O diretor Latam da CoinEx também ressaltou a força das criptomoedas para o longo prazo.
“Ativos como Bitcoin, Ether e, especialmente, stablecoins estão ganhando um papel cada vez mais relevante como proteção contra a volatilidade, atraindo usuários que buscam segurança diante de decisões políticas imprevisíveis. Diferente dos ativos tradicionais, os criptoativos não estão sujeitos a fronteiras ou intermediários, permitindo reações mais rápidas e autônomas a choques econômicos”.
A analista Paula também concorda com a previsão de volatilidade negativa no curto prazo.
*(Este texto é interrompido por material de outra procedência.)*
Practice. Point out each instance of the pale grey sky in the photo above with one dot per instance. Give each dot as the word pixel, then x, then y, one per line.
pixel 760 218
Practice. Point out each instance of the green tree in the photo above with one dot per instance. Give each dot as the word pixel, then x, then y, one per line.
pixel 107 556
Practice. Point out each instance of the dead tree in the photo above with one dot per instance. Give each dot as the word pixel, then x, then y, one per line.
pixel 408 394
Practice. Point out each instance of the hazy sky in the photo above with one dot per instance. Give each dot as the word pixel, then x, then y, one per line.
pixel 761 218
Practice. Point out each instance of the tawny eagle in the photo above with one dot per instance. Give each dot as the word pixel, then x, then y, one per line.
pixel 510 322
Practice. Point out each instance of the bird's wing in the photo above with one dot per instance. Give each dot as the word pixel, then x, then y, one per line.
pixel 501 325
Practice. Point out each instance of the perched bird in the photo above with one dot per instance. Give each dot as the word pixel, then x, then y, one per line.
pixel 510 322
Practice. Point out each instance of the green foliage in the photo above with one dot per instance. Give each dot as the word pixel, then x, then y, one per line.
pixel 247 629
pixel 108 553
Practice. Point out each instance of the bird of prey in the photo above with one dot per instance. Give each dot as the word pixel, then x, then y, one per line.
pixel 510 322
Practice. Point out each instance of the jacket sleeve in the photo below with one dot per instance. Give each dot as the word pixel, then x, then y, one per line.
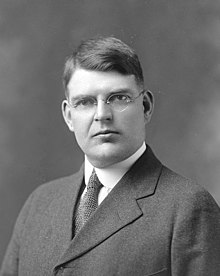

“Há algum tempo se estabeleceu forte correlação do mercado cripto com as bolsas americanas, especialmente a Nasdaq, onde estão listadas as empresas de tecnologia (segmento mais próximo dos projetos Web3 e blockchain). Sendo assim, no médio e longo prazo, as bolsas americanas em queda seriam um sinal de queda também para as criptomoedas. Considerando o curto prazo, em abril, isso já está precificado nos mercados em geral”.
Indo na mesma direção da parceira da Ripio, Charles Edwards apontou que o momento atual do BTC apresenta semelhanças com o fundo do mercado de 2022. Além disso, na visão do especialista, o sentimento das empresas norte-americanas atingiu níveis historicamente associados a crises, como as de 2000 e 2008.
Imagem: X/ Charles Edwards
Dados do índice Philadelphia Fed Business Outlook Survey mostram que a confiança empresarial caiu para menos de 15 pontos, sinalizando dificuldades econômicas. Embora nem sempre esse indicador seja preciso, ele já alertou sobre períodos de alto risco para os mercados financeiros no passado.
Segundo Edwards, o agravamento da guerra comercial ou uma possível redução nos lucros corporativos podem pressionar ainda mais o bitcoin para baixo.
Um nível-chave a ser monitorado no curto prazo do BTC é a marca de US$ 91 mil. Caso a criptomoeda consiga encerrar um dia de negociações acima dos US$ 84 mil, isso pode indicar um movimento de alta. No entanto, se o preço continuar caindo, há chances de que o bitcoin teste a região dos US$ 71 mil, onde pode encontrar suporte e apresentar uma recuperação.
No momento da escrita do artigo, o bitcoin é negociado a US$ 81,948.13.